Von China gebaut Kroatien eröffnet Brücke über die Adria

Im Süden Kroatiens wird mit einer Brücke auf die Halbinsel Pelješac eine strategisch wichtige Verbindung eingeweiht. Die EU hat das 418 Millionen Euro teure Projekt mitfinanziert. Gebaut hat es ein chinesischer Staatskonzern.
Brücke auf die Halbinsel Pelješac

Brücke auf die Halbinsel Pelješac

Foto: Elvis Barukcic / AFP

Seit 2007 wurde an dem Projekt gearbeitet, nun ist die neue Verbindung vor der Küste Dalmatiens weitgehend fertig: In Kroatien wird am Dienstagabend eine rund zweieinhalb Kilometer lange Brücke eröffnet, die die südliche Adriaküste rund um Dubrovnik mit dem Rest des Landes verbindet.
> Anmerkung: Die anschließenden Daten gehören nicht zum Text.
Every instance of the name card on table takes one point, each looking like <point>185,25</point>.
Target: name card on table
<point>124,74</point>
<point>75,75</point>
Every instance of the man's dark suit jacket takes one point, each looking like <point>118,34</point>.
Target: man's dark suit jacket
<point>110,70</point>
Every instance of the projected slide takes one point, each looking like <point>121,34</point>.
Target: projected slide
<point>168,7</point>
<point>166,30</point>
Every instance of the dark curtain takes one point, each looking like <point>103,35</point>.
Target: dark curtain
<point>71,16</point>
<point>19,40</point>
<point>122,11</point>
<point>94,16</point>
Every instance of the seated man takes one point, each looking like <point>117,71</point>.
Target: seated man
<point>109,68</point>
Die Brücke auf die kroatische Halbinsel Pelješac umgeht dabei einen schmalen Streifen bosnisches Gebiet, das zwischen der kroatischen Küste weiter nördlich und dem Teil rund um Dubrovnik liegt.

Ihre Eröffnung soll auch den Tourismus in Kroatien wieder ankurbeln, der durch die Coronapandemie eingebrochen war. Denn Reisende mit dem Auto auf dem Weg in die Tourismus-Hochburg Dubrovnik müssen nun nicht mehr über Bosnien fahren. Da Bosnien nicht Teil der EU ist, müssen Pendler und Touristen bislang an den Grenzübergängen teilweise lange warten.

An der Adria gehört ein etwa 20 Kilometer langer Küstenstreifen zu Bosnien-Herzegowina. Das Land hat damit einen eigenen Meereszugang. Dadurch sind Dubrovnik und sein Hinterland vom Rest Kroatiens abgetrennt.

Die Brücke war seit 2007  in Planung und wurde mit Geldern der EU und aus China fertiggestellt. Die Kosten wurden auf 418 Millionen Euro veranschlagt, wovon 85 Prozent die EU bezahlte. Erbaut hat die Brücke das chinesische Staatsunternehmen China Road and Bridge Corporation (CRBC).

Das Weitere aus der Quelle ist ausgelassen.